The National Society of Black Engineers SEEK Program
The NSBE started the Summer Engineering Experience for Kids to increase the math and science aptitude of African American students and further their interest in pursuing STEAM fields. SEEK works with young students to close the racial gap at a young age, and the NSBE works to keep that gap closed throughout their education. This makes it easier for students to enter STEAM fields in college and compete in underrepresented fields.
SEEK started in 2007 in Washington, DC and has expanded to more than 37 cities nationwide. The organization has helped more than 17,000 students over the past decade and continues to grow. Its goal is to help produce 10,000 black bachelor’s degree recipients annually by 2025.
Detroit Area Pre-College Engineering Program (DAPCEP)
DAPCEP, the Detroit Area Pre-College Engineering Program, has spent the past 40 years working with underrepresented youth, public schools, and local universities to help close the STEAM skills gap.
More than 60 percent of students who participate in DAPCEP programs say they want to enter a STEM field and 95 percent say they will graduate from high school and attend college.
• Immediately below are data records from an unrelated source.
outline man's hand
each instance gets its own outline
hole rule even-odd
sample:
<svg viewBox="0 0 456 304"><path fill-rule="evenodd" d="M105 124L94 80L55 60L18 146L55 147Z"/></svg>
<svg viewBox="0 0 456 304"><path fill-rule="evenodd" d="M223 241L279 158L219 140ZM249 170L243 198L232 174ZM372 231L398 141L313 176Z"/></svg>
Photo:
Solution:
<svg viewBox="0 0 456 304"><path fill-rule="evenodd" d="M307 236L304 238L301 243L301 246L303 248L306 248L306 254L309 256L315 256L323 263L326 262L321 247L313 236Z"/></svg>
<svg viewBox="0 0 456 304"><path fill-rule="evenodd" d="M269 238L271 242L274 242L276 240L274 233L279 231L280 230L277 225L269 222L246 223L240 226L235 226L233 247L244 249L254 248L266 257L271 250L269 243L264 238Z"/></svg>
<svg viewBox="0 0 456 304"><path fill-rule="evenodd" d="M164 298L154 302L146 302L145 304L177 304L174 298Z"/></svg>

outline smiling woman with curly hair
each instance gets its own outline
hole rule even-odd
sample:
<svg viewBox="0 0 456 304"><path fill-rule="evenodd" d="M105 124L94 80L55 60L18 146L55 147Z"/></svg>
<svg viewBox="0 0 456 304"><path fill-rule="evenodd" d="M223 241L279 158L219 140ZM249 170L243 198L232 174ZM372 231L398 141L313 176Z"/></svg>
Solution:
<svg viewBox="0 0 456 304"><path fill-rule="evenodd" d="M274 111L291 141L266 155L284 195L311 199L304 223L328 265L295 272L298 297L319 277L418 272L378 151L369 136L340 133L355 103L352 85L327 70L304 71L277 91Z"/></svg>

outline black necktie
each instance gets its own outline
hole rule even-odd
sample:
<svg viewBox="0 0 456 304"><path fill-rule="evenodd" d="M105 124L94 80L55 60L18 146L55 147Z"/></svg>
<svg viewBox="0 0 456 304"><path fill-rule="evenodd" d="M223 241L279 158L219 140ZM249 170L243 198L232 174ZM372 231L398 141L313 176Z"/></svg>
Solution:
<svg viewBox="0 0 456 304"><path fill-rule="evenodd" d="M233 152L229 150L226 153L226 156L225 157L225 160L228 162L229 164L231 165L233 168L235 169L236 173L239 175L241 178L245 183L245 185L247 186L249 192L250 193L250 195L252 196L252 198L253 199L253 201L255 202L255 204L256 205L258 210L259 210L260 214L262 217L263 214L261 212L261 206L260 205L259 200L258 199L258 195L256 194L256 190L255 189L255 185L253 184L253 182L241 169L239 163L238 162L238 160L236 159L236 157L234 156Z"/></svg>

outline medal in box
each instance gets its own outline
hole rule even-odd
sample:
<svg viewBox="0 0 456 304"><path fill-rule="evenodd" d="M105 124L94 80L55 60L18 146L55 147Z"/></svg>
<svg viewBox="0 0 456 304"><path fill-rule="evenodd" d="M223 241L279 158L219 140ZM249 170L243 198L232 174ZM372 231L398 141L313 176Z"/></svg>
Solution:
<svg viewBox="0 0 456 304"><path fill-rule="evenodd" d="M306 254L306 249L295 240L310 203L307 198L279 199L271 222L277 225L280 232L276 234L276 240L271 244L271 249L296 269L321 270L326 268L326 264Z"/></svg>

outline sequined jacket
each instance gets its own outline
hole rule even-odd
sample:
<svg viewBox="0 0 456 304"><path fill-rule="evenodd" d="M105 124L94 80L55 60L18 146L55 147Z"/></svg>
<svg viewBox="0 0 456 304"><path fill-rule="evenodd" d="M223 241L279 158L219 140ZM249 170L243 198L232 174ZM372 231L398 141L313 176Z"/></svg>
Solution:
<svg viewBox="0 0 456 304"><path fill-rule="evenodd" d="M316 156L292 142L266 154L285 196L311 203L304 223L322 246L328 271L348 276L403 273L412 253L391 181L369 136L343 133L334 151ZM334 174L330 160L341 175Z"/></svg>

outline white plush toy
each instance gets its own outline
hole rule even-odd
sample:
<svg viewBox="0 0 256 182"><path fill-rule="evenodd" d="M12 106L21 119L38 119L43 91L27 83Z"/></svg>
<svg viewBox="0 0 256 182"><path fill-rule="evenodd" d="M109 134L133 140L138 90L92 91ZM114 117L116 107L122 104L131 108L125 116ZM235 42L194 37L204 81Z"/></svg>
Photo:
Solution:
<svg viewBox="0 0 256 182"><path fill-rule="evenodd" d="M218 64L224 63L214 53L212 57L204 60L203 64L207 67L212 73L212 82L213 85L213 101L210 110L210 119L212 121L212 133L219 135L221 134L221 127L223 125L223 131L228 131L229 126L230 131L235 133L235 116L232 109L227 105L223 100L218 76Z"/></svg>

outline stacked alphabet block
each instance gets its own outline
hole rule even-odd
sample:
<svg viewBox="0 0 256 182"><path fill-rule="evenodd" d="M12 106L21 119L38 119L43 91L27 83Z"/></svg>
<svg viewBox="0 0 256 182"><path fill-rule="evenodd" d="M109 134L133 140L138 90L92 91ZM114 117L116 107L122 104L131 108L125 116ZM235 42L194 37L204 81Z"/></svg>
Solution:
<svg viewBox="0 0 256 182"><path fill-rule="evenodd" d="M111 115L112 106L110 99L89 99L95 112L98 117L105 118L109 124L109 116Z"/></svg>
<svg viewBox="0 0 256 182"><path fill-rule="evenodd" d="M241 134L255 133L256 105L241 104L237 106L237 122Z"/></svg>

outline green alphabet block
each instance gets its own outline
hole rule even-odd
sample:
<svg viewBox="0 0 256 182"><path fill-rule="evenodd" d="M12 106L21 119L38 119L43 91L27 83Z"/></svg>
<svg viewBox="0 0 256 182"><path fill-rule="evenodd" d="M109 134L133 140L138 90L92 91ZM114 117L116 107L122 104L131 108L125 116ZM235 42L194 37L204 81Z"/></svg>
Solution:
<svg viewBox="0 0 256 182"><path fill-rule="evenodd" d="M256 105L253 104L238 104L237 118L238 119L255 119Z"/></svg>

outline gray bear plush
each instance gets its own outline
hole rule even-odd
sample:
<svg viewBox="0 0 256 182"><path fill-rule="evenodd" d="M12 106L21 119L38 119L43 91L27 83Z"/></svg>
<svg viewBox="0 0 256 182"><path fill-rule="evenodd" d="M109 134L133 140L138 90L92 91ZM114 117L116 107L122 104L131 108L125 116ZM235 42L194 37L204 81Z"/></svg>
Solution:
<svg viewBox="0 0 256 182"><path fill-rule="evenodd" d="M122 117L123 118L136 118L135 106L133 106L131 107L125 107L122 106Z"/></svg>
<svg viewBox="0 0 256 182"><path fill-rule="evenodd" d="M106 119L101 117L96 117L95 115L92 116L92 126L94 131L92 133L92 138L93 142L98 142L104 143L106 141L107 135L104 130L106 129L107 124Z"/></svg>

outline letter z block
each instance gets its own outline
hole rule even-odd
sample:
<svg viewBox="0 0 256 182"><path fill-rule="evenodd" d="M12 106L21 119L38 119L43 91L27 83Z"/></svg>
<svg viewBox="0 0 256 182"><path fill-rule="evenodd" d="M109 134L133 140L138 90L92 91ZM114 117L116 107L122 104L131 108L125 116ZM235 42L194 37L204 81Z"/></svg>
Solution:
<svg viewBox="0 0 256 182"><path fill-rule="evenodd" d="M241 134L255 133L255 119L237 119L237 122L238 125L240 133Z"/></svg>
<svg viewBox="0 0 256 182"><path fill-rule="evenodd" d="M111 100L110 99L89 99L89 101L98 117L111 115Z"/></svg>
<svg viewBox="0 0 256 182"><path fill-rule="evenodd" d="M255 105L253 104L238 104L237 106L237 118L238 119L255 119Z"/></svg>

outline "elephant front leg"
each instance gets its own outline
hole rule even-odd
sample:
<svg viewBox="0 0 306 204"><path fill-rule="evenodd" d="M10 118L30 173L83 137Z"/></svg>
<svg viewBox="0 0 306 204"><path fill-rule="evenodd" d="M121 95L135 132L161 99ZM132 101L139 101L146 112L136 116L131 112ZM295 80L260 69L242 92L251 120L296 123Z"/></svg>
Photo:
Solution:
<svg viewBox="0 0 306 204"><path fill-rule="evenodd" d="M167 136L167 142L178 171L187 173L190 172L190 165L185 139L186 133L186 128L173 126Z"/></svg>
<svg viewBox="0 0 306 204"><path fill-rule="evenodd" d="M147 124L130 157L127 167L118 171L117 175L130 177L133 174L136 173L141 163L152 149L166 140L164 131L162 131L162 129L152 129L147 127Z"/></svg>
Students can earn scholarships (some exceeding $20,000) from local Michigan businesses to further their education and prepare for the workforce. Through creative activities and community involvement, the volunteers at DAPCEP make a difference.
Diversity in STEAM
Diversity in STEAM is a magazine that highlights minority professionals in the STEAM community. The publishers behind the name believe diversity is essential in all companies for them to grow and excel in the modern economy.
The magazine is worth following for its STEAM news, job listings, networking opportunities and Best Of lists.
Blacks in Technology
Blacks in Technology is another organization that promotes diversity in STEM fields. Not only does it work to provide resources and training to African American tech professionals, it is also a platform that highlights the work of others.
By celebrating the success of those in tech fields now, black tech professionals and future STEM leaders can see what’s possible and how to succeed despite the current lack of diversity in many tech companies.
#BlackScienceMatters is a series of eight films produced by the College of Media at University of Illinois under the guidance of professor Charles “Stretch” Ledford. Through the films, students reflect on what it’s like attending a university where their races are underrepresented, and the underlying racism that comes with it.
These short films range from empowering (the first African American woman to earn a Ph.D. in electrical and computer engineering) to heartbreaking (a black STEAM student hearing she would be better at African American studies than biology). Ledford helps his students drill down a national conversation into a local discussion, showing how racism occurs in classrooms just down the hall.